Since embellishing credentials is one of the top reasons applications are rejected, it’s important, to be honest about your history and skill set.
Poor credit history
It’s not common for employers to run a credit check unless you are applying for a position dealing with finances. In this case, large amounts of debt, bankruptcies, or bad credit scores could cause you potential trouble. If you’re irresponsible with your personal finances, why would you be different from company finances?
Bad driving record
Again, many employers don’t care about your driving record unless it’s a job where you will be operating a company vehicle. In this case, any offenses on your driver’s abstract become important.
A few minor offenses like speeding or parking tickets are not likely to hurt your chances. Major offenses like DUIs, will. If you have charges like this on your driving (or criminal) record, divulge it ahead of time and thoroughly explain the circumstances of the offense.
Social media posts
There’s a good possibility that your potential employer will scan through your social media accounts. If your posts contain violent, explicit, discriminatory, or illegal material, it’s a huge red flag. Exercise caution when liking and commenting too. This activity is still highly visible and gives good insight into your character.
Inaccurate background checks
While it doesn’t happen often, sometimes background checks fail because of inaccurate information. Public records can occasionally contain errors, or sometimes the records are for someone else with the same name.
If you think your background check contains an error, you can re-run it yourself or appeal the failure. We will explain this option further on.
Fixing a failed background check
Know your rights
You are entitled to be informed that you’ve failed a background check, who the check was run through, and how to contact the agency that performed it. Background checks can be conducted through government agencies or through a public background check website.
You also have the right to copy the reports produced and dispute any findings you consider to be inaccurate.
Know company policy
It’s important to know what the potential consequences are of your failed background check. Some companies automatically disqualify you, whereas others will allow you to explain the failure. Others still will determine the course of action on a case-by-case basis depending on the nature of the results.
Order a background check on yourself
If you failed an employer background check, it could be worth running on of your own to see if you get the same information.

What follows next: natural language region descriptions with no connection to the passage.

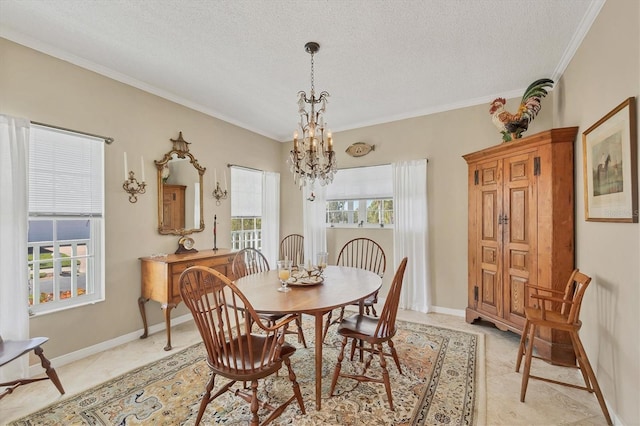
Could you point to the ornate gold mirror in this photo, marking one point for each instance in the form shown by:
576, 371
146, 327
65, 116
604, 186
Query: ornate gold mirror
180, 192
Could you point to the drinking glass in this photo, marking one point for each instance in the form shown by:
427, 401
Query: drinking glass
322, 261
284, 272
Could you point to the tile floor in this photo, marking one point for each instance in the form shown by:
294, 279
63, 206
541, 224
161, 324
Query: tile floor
546, 404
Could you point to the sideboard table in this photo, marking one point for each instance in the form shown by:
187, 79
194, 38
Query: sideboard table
160, 279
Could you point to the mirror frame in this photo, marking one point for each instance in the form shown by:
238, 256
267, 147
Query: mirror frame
180, 150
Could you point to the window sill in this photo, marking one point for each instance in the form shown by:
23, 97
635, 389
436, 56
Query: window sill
354, 226
61, 307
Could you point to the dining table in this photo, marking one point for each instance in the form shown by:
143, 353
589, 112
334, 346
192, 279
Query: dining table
339, 286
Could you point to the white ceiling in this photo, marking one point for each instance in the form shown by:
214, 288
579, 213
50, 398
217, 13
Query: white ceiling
244, 61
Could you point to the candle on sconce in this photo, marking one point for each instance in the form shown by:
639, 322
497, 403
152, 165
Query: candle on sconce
126, 171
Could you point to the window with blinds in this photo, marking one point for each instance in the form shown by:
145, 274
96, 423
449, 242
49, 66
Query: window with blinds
361, 196
246, 208
66, 224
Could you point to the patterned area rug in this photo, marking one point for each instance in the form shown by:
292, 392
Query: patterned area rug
441, 368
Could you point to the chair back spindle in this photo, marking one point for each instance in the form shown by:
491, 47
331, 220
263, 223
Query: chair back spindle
292, 248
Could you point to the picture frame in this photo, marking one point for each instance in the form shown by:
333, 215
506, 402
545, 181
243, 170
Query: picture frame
609, 156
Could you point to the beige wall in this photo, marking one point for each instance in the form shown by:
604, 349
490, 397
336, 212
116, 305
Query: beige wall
604, 71
443, 139
52, 91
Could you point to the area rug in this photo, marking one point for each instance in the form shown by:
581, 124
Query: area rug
442, 369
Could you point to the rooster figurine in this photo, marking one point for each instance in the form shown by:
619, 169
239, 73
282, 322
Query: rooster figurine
513, 125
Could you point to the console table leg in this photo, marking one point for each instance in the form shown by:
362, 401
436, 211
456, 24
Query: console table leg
143, 314
167, 319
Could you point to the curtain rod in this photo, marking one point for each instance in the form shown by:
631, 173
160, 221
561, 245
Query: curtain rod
107, 139
244, 167
374, 165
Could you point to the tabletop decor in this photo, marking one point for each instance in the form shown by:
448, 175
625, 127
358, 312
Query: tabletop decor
441, 385
609, 159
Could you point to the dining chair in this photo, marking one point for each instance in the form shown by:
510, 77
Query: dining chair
251, 261
292, 248
11, 350
363, 253
545, 313
374, 331
233, 351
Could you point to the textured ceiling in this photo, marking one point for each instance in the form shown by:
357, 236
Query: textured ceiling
244, 61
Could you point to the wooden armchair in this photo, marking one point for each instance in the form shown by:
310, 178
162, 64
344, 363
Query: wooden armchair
233, 351
250, 261
13, 349
375, 332
362, 253
566, 318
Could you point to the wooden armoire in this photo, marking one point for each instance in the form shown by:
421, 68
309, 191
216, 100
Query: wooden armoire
521, 230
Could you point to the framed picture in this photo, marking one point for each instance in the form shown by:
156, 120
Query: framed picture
609, 153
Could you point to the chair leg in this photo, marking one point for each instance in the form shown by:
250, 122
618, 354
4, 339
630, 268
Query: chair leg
327, 325
329, 322
51, 372
296, 386
255, 421
527, 363
394, 354
206, 398
301, 338
586, 365
523, 340
385, 376
336, 371
373, 310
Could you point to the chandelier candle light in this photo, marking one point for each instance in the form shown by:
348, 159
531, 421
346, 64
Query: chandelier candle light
312, 157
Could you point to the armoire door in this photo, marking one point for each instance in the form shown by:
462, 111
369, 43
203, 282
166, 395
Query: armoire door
488, 193
518, 223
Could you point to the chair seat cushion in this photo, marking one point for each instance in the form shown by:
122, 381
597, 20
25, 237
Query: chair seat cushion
261, 358
362, 327
535, 315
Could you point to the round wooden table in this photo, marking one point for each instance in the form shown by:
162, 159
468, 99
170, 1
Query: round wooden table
342, 286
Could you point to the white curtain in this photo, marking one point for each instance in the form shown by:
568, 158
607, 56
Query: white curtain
410, 236
270, 216
14, 310
314, 219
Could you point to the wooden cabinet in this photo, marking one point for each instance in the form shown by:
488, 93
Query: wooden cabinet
173, 206
521, 229
160, 279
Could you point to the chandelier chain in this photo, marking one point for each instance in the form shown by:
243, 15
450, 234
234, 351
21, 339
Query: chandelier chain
312, 79
312, 157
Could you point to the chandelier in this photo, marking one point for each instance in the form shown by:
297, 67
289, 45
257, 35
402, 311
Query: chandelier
312, 157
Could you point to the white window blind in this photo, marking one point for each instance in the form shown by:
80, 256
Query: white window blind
246, 192
66, 173
361, 183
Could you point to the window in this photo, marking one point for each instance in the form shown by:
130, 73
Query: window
246, 208
361, 197
66, 224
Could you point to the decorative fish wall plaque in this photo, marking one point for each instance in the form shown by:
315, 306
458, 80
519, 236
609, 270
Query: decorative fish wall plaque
359, 149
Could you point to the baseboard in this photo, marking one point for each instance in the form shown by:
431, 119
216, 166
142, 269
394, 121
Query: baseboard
448, 311
36, 369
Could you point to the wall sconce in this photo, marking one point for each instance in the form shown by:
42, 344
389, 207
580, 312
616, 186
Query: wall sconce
131, 185
218, 193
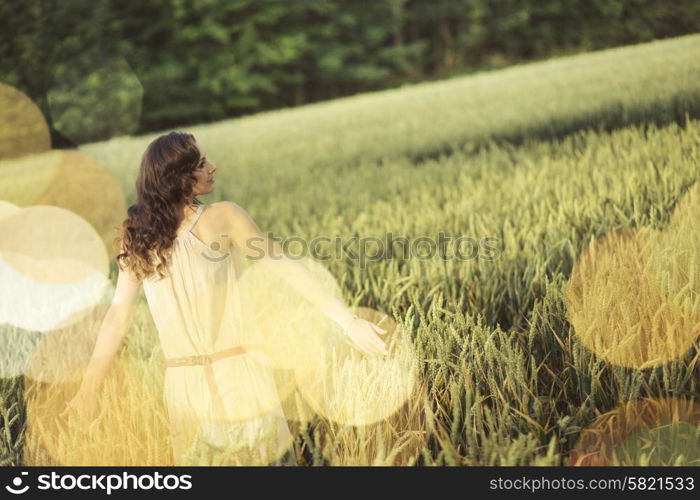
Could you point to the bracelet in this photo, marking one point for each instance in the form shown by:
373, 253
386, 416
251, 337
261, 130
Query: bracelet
347, 327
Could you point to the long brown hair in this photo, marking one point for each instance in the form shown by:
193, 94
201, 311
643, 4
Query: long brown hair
164, 185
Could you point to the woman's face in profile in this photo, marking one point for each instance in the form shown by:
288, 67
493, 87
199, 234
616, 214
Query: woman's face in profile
204, 172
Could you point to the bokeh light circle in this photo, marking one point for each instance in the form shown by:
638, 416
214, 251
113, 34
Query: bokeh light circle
70, 180
618, 311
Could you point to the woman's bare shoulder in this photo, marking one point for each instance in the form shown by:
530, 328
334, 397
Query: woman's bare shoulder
228, 212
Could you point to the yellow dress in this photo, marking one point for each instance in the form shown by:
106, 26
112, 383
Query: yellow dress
200, 307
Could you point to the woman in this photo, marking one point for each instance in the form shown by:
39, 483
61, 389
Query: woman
189, 257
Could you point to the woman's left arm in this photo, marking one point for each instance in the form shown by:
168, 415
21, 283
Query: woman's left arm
255, 245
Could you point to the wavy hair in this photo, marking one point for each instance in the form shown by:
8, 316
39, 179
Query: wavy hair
164, 185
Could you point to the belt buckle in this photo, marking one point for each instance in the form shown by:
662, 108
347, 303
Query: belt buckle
200, 359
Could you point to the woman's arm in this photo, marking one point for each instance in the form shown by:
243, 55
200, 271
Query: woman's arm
254, 244
112, 331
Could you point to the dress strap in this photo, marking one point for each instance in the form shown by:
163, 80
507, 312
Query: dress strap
195, 217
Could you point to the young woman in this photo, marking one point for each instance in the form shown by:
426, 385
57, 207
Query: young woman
219, 388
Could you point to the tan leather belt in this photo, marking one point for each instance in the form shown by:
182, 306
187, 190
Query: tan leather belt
207, 360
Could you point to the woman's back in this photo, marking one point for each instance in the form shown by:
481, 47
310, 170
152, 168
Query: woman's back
200, 309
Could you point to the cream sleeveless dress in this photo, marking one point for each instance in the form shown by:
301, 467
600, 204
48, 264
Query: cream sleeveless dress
200, 308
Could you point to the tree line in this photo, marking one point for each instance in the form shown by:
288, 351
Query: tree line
204, 60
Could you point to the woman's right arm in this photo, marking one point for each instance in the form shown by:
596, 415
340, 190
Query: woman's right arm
110, 336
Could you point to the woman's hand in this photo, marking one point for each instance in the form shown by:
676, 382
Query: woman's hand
364, 334
83, 404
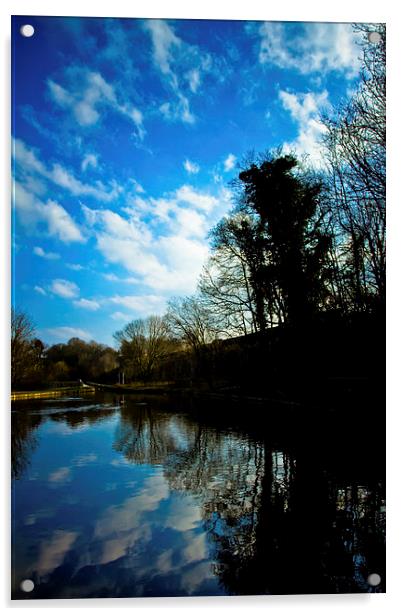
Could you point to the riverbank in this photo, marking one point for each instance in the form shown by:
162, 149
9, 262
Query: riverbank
50, 393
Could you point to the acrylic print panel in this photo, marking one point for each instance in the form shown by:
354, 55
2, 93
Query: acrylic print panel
198, 308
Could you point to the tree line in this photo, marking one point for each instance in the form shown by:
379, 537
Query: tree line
299, 245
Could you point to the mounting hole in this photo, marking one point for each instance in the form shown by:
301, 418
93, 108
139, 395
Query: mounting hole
374, 579
27, 585
27, 30
374, 37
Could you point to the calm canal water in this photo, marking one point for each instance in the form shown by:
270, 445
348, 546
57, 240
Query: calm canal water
116, 497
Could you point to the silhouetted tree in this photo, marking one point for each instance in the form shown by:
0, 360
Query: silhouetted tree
355, 151
279, 230
143, 343
26, 351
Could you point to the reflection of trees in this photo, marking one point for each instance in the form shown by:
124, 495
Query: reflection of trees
24, 424
23, 441
277, 522
146, 437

It will give you the opportunity to make sure there is no errors present and that the employer has the correct information.
Your chances of passing are significantly higher if you disclose any negative information upfront. Past mistakes are forgivable, but lies aren’t. Honesty is always the best policy.
Ask for an opportunity to explain
If you’re not given one, ask to explain the discrepancies on your background check, especially if it’s a minor one, like a resume inconsistency. Regardless of the reason for failure, arguing your case can’t hurt.
Appeal the background check
You have the right to appeal the check if you feel it contains inaccurate information. You’ll need to know exactly what information is wrong, where it came from, and provide documented proof that it’s false.
The best way to start the process is to run a background check on yourself and build your case from there. The appeal will be with the agency that ran the check rather than your employer. While it can be an arduous process, correcting the errors attached to your name will be worth it.